As Facebook pushes further into live streaming video, which includes lives sports around the world, it could become an even bigger advertising player. Facebook, like Twitter, also has an advantage because advertisers have to find somewhere to reach people as subscription services such as Netflix NFLX and Amazon Prime Video AMZN grab more and more users away from linear TV.

With that said, even if Facebook’s user base fails to expand at its previous rates—which was going to happen eventually, no matter what—its platforms, including Instagram, offer advertisers access to people that are becoming harder and harder to reach. And despite all of the backlash, Facebook’s Q3 revenues are projected to climb 33.8% to reach $13.81 billion, based on our current Zacks Consensus Estimate. FB’s fiscal 2018 revenues are also expected to surge by 36.3% to hit $55.40 billion.
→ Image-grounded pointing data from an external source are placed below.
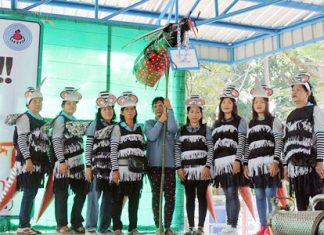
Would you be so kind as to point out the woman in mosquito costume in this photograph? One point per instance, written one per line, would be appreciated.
(68, 164)
(98, 164)
(127, 144)
(32, 162)
(263, 153)
(304, 144)
(193, 160)
(229, 136)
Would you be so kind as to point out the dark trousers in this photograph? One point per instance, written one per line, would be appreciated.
(232, 205)
(61, 207)
(191, 189)
(26, 206)
(302, 200)
(118, 194)
(169, 194)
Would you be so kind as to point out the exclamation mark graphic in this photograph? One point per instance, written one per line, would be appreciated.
(9, 63)
(1, 68)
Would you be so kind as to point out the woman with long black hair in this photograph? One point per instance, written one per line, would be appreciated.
(304, 144)
(193, 160)
(263, 153)
(127, 143)
(98, 164)
(229, 136)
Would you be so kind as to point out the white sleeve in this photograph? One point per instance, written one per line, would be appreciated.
(318, 119)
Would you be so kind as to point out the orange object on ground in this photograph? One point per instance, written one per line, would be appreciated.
(247, 198)
(10, 189)
(210, 202)
(48, 196)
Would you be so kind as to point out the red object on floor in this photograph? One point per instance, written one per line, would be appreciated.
(48, 196)
(10, 189)
(210, 202)
(282, 196)
(247, 198)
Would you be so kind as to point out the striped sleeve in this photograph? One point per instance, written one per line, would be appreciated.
(114, 155)
(58, 149)
(114, 144)
(278, 147)
(320, 146)
(240, 147)
(246, 152)
(177, 153)
(210, 154)
(23, 147)
(89, 147)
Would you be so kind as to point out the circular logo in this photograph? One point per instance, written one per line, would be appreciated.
(17, 37)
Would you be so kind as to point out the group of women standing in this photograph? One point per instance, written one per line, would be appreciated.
(233, 153)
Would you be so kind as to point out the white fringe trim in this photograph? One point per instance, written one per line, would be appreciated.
(294, 171)
(101, 144)
(260, 143)
(294, 141)
(193, 154)
(72, 148)
(192, 138)
(259, 128)
(224, 128)
(299, 150)
(194, 173)
(131, 151)
(131, 137)
(72, 162)
(11, 179)
(223, 165)
(104, 133)
(20, 169)
(259, 165)
(305, 125)
(225, 143)
(126, 175)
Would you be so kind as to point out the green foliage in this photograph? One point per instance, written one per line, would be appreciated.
(212, 78)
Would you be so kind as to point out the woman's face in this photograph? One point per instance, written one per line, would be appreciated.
(69, 107)
(194, 114)
(129, 113)
(36, 105)
(259, 105)
(227, 105)
(298, 94)
(107, 113)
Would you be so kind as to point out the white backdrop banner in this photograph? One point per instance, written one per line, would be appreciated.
(19, 67)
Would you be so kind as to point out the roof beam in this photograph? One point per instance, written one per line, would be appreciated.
(36, 5)
(295, 5)
(230, 6)
(154, 15)
(124, 10)
(167, 7)
(241, 11)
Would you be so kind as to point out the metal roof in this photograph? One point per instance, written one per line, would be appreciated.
(230, 31)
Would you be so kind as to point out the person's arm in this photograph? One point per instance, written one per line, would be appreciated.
(177, 152)
(246, 151)
(58, 129)
(23, 128)
(114, 143)
(90, 132)
(152, 130)
(319, 132)
(242, 130)
(210, 153)
(172, 124)
(277, 131)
At the other end of the income statement, Facebook’s adjusted quarterly earnings are expected to slip 8.2% to $1.46 per share. Yet, FB’s fiscal year earnings are projected to jump by 14.6% amid rising costs. FB is also currently a Zacks Rank #3 (Hold) based on its recent earnings revision trends.

Meanwhile, Facebook’s monthly active user base is expected to climb year-over-year and inch upward sequentially in its most important regions, the US & Canada and Europe, based on our NFM estimates.

Bottom Line

Better still, Facebook’s average revenue per user in the US and Canada—where it made nearly 50% of its revenues last quarter—is projected to soar 43% from $21.20 in the year-ago period to $30.31. This would also mark a 17% sequential jump from Q2’s $25.91.

Overall, FB’s ARPU is projected to jump by 20.5% from $5.07 in the year-ago period to hit $6.11 in the third quarter. It is worth noting that Facebook’s ARPU will become even more important as its overall user growth slows.

Plus, Facebook’s MAUs in its Asia-Pacific region are projected to jump by 128 million, or 16% to reach 922.50 million. Therefore, it seems like it might be worth considering buying FB stock ahead of its Q3 earnings release on Tuesday, October 30.